Variable is 46 bps higher today. For variable to come out ahead, the BoC needs to cut another ~50 bps through 2026 and hold there. That is roughly the bond market consensus — meaning variable and fixed should end the 5-year term at roughly the same total interest cost.

The decision becomes about risk preference:

  • Choose fixed if budget certainty matters more than potential savings
  • Choose variable if you think rates fall faster than the market expects, or if you may sell/refinance within 24 months (variable penalties are far smaller)
  • Consider a 3-year fixed as the middle path — locked rate but shorter commitment, currently the lowest term at ~4.29%

Renewal Wave Math

Roughly 2.4 million Canadian mortgages renew between 2026 and 2027. Most of those were originated at sub-3% rates in 2020-2022. Average payment shock at renewal:

  • 20-30% payment increase for those moving 5-yr fixed → 5-yr fixed
  • 10-15% payment increase for those choosing 3-yr fixed at today's rates
  • 15-20% for variable-to-variable borrowers

Strategies to manage:

  1. Start renewal shopping 4-6 months out
  2. Compare 3-yr and 5-yr fixed before defaulting to 5-year
  3. Negotiate — your bank's first offer is rarely competitive with broker-channel rates
  4. Extend amortization if cash flow is the binding constraint
  5. Refinance debt if you are also carrying high-interest balances elsewhere

What Could Change the Forecast

Two scenarios that would move rates meaningfully:

Lower scenario (rates drop another 50-100 bps):

  • Sharp economic slowdown, US recession, oil price collapse
  • Inflation drops convincingly back to 2% target
  • BoC cuts aggressively to support growth

Higher scenario (rates rise 50-100 bps):

  • Inflation re-accelerates (energy, tariffs, wages)
  • US Federal Reserve hikes, dragging Canadian bonds higher
  • Federal deficit worsens, more bond supply

The base case for 2026 remains: small further cuts, fixed rates roughly flat, variable slightly cheaper than today.

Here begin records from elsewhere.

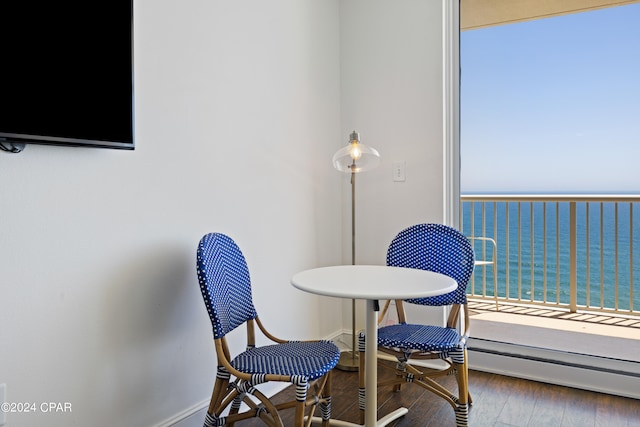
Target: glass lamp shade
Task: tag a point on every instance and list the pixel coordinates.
(356, 157)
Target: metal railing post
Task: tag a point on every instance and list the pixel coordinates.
(573, 262)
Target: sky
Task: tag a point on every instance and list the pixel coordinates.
(552, 105)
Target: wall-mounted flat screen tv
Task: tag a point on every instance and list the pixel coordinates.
(66, 73)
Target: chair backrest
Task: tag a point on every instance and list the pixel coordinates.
(438, 248)
(225, 283)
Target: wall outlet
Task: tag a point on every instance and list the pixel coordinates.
(3, 399)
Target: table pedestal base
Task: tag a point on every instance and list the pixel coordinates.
(400, 412)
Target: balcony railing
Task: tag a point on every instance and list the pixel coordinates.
(578, 252)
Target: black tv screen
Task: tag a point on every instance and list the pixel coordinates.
(66, 73)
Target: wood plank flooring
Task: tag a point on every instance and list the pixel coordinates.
(498, 401)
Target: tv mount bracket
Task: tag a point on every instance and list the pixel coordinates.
(11, 147)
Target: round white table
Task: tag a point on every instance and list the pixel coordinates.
(373, 283)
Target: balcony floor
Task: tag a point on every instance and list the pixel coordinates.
(601, 335)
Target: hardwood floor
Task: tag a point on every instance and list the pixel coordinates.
(498, 401)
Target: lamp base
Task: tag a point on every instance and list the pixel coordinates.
(349, 361)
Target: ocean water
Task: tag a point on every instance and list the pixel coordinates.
(535, 265)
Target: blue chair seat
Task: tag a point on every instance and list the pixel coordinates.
(309, 359)
(418, 337)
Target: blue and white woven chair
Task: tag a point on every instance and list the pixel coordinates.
(442, 249)
(226, 289)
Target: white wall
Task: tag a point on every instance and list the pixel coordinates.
(391, 76)
(237, 116)
(239, 107)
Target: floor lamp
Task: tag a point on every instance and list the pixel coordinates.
(353, 159)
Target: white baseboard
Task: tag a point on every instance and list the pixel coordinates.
(610, 376)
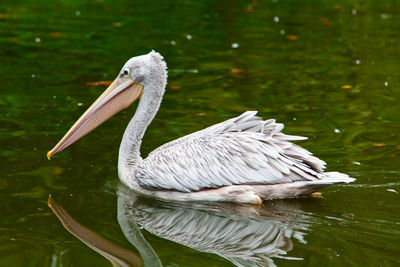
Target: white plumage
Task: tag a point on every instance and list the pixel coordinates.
(244, 159)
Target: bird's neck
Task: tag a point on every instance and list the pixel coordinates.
(129, 151)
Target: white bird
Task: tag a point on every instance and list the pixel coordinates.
(243, 159)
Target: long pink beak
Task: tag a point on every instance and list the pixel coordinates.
(118, 96)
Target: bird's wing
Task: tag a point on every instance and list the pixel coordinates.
(242, 150)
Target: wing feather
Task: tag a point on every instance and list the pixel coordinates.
(242, 150)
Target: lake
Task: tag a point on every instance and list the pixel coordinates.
(328, 70)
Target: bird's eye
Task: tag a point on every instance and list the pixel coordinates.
(125, 73)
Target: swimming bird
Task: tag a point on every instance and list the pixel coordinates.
(244, 159)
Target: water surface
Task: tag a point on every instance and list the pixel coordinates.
(328, 70)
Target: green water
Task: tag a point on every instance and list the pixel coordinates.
(328, 70)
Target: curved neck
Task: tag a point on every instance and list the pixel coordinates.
(129, 151)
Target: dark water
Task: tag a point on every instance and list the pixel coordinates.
(328, 70)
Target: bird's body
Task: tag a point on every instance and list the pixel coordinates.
(244, 159)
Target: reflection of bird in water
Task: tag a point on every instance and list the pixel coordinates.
(233, 232)
(246, 236)
(244, 159)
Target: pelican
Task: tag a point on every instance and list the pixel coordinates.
(244, 159)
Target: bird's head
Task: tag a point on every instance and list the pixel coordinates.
(133, 79)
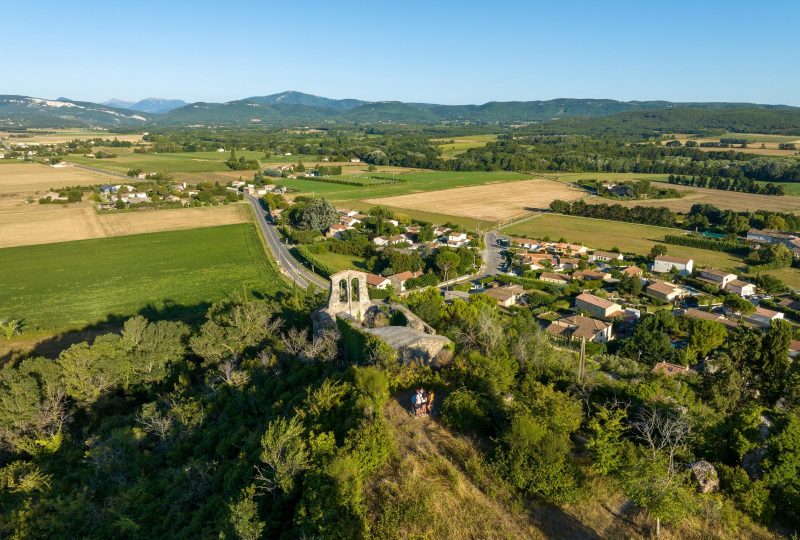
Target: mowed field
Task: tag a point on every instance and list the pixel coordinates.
(633, 238)
(459, 145)
(35, 177)
(493, 202)
(726, 200)
(28, 224)
(172, 274)
(167, 163)
(56, 136)
(413, 181)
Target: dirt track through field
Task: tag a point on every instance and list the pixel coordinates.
(489, 202)
(22, 225)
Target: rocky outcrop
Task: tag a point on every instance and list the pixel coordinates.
(705, 476)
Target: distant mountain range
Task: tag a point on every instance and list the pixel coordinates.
(148, 105)
(297, 108)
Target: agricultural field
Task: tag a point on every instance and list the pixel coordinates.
(27, 224)
(726, 200)
(169, 274)
(459, 145)
(341, 261)
(17, 177)
(754, 143)
(494, 202)
(413, 181)
(57, 136)
(165, 163)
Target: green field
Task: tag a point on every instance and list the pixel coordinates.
(166, 163)
(415, 182)
(462, 144)
(74, 284)
(340, 261)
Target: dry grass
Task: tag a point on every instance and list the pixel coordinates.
(62, 136)
(31, 178)
(489, 202)
(726, 200)
(27, 224)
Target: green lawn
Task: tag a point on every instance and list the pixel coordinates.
(415, 182)
(176, 274)
(340, 261)
(628, 237)
(166, 163)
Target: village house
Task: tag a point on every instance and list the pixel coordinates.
(457, 239)
(568, 249)
(580, 327)
(664, 264)
(568, 263)
(666, 292)
(668, 369)
(598, 308)
(379, 282)
(718, 278)
(632, 271)
(349, 221)
(527, 243)
(605, 256)
(507, 295)
(551, 277)
(336, 230)
(742, 288)
(591, 275)
(399, 280)
(763, 317)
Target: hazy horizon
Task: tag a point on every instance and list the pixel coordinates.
(448, 53)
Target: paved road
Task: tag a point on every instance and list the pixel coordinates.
(286, 261)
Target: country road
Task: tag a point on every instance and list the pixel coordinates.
(286, 261)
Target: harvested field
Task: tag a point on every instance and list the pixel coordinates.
(33, 177)
(726, 200)
(490, 202)
(62, 136)
(27, 224)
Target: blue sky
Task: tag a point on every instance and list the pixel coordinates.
(433, 51)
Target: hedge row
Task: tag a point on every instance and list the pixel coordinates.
(727, 246)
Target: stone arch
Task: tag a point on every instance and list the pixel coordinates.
(349, 294)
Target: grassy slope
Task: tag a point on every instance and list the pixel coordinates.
(85, 282)
(166, 163)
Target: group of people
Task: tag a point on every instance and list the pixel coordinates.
(422, 402)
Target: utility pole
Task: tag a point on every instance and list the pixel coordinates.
(582, 361)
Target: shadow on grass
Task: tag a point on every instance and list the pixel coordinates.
(51, 347)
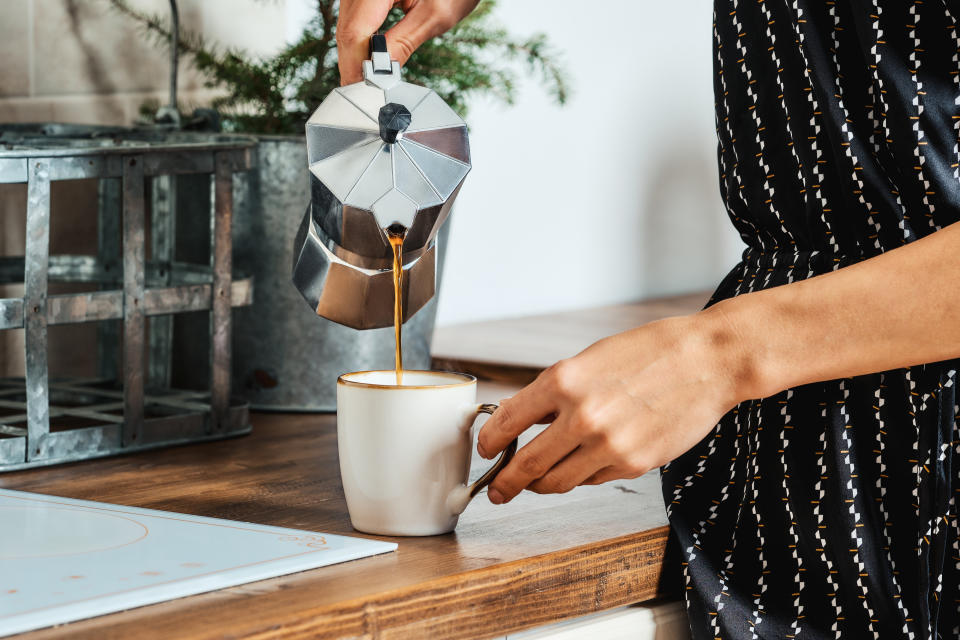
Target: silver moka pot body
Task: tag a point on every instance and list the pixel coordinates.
(385, 156)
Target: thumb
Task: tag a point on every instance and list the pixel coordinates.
(421, 23)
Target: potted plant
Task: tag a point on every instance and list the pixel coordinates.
(285, 357)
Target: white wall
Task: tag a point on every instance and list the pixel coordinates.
(609, 199)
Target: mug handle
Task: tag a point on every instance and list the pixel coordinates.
(461, 496)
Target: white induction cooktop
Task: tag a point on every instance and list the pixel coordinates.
(63, 560)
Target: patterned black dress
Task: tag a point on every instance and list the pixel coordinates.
(829, 510)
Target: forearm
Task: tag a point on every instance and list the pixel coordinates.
(898, 309)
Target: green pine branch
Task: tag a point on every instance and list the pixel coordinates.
(276, 95)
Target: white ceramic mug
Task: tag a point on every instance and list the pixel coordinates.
(405, 450)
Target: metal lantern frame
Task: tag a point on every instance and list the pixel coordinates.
(133, 415)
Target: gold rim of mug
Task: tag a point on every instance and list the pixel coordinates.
(466, 377)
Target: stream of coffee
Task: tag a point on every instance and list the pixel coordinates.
(396, 243)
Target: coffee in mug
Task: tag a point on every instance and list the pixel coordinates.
(405, 449)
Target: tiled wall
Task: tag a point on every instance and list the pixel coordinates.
(80, 61)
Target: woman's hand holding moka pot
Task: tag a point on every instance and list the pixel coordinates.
(360, 19)
(637, 400)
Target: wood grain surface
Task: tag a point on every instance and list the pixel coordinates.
(515, 350)
(536, 560)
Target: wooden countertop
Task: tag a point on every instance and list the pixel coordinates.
(536, 560)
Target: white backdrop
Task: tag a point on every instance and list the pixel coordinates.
(609, 199)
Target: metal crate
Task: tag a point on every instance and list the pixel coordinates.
(132, 408)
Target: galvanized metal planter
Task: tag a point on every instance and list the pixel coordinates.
(133, 408)
(285, 357)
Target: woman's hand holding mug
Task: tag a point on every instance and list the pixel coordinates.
(623, 406)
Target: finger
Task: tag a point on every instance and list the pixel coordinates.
(357, 22)
(513, 417)
(569, 472)
(603, 475)
(421, 23)
(533, 460)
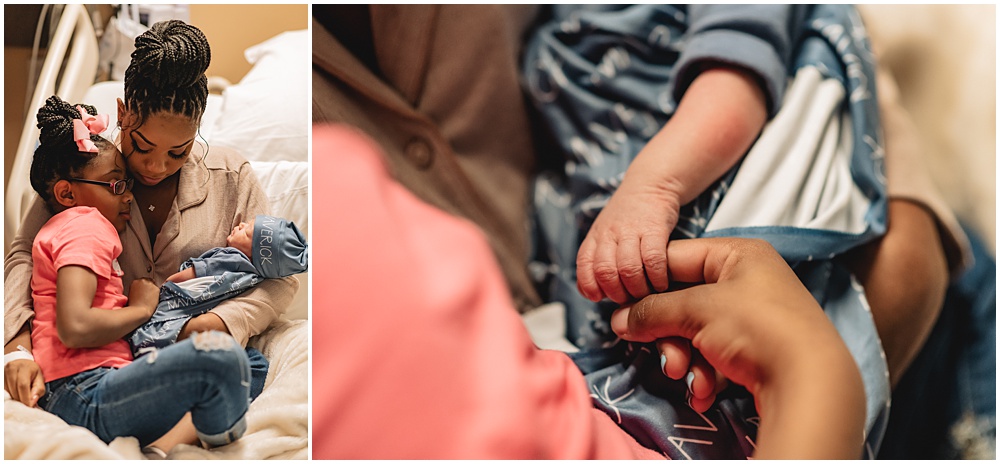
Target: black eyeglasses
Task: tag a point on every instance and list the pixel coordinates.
(118, 186)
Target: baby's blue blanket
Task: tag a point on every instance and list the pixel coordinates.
(813, 186)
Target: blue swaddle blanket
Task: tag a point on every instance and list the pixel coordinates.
(605, 79)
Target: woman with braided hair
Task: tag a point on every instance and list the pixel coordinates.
(187, 199)
(82, 313)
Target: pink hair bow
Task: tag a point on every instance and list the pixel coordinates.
(86, 125)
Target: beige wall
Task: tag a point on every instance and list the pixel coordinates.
(230, 30)
(233, 28)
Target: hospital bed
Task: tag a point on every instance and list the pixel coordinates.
(279, 81)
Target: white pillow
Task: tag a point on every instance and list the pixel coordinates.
(265, 117)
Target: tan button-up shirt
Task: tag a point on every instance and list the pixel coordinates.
(214, 193)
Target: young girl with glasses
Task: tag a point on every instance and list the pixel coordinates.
(82, 313)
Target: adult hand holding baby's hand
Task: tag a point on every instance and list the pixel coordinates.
(628, 243)
(144, 293)
(756, 324)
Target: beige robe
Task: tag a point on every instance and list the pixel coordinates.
(214, 193)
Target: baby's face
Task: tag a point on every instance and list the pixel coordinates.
(241, 238)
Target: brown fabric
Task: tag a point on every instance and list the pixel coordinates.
(449, 114)
(197, 222)
(908, 175)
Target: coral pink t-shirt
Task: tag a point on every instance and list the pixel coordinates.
(418, 351)
(79, 236)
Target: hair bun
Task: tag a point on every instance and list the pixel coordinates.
(55, 121)
(172, 54)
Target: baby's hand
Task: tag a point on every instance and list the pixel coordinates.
(679, 361)
(628, 244)
(144, 293)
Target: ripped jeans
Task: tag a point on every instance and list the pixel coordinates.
(207, 374)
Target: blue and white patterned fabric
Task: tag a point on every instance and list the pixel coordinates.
(222, 274)
(812, 185)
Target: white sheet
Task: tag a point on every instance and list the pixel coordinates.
(277, 423)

Action Plan for 2026 Borrowers

  1. Get a 120-day rate hold if you are buying — protects you from any upside move
  2. Run both fixed and variable scenarios before committing
  3. If renewing, start 4-6 months early and shop with a broker
  4. Do not chase the bottom — perfect timing is impossible; a good rate today beats waiting for a slightly better rate next quarter
  5. Build a rate-shock buffer — assume your renewal in 2031 could be 100 bps higher than today's rate; if that breaks your budget, choose a longer fixed term now

The trend in 2026 is one of stability after volatility. For most Canadian borrowers, that means making rational decisions on the rates that exist today rather than speculating about where they go next.